Pada prinsipnya, perlindungan hukum yang diberikan pada karya cipta pada masa
itu sangatlah jauh berbeda dengan perlindungan serupa yang dikenal pada mas
kini. Dulu, yang diberikan perlindungan itu adalah buku (cetakan) dalam
pengertian benda, sedangkan yang dilindungi sekarang ini adalah bukan bukunya
itu dalam pengertian yang (konkret), melainkan isi dari buku itu yang
merupakan hasil dari karya intelektual manusia.

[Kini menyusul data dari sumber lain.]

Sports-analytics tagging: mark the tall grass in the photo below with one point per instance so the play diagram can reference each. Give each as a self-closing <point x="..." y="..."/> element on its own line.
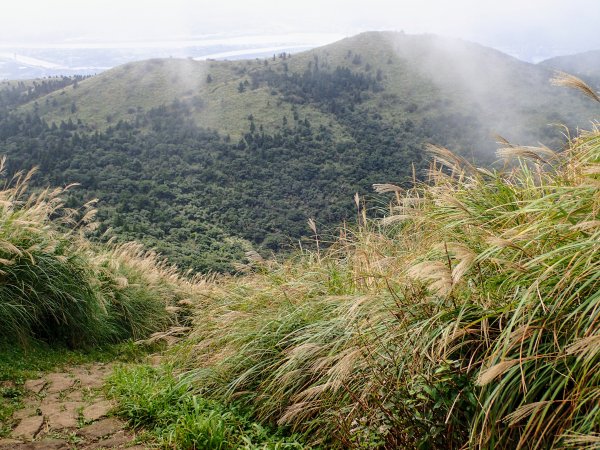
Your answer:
<point x="58" y="287"/>
<point x="469" y="316"/>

Pada masa ini, teori tentang Privileg berkembang pesat
di negara – negara Eropa, seperti di Jerman, Inggris dan perancis
1.
Jerman
Di negara Jerman, pemberian suatu Privileg pada waktu itu erat kaitannya
dengan hal sensor (Zensur) yang dilakukan oleh para raja atau para penasehat
spiritual raja dengan maksud melindungi buku – buku cetakan. Komosaris buku –
buku yang dibentuk oleh kerajaan pada tahun 1579 di Frankfurt am Main dan
Leizig mempunyai arti khusus dalam sejarah privileg di Jerman, karena kedua
kota tersebut menjadi pusat perdagangan buku dan tempat pameran buku – buku
pada masa itu.
Ajaran tentang Hak
Milik Percetakan di Jerman berkembang pesat dengan dibuatnya ketentuan –
ketentuan tentang pencetakan buku (Buchdruckerordnungen) di Frankfurt am Main
tahun 1588, 1598 dan 1660, juga di Nurnberg tahun 1673. Untuk pertama kali
melalui sebuah Keputusan federal (Bundesbeschluß) pada tahun 1835 menyatakan
pelarangan untuk memperbanyak karya cipta di alam teritorial Federal Jerman dan
sekaligus juga memberikan perlindungan hukum terhadap karya cipta dimaksud.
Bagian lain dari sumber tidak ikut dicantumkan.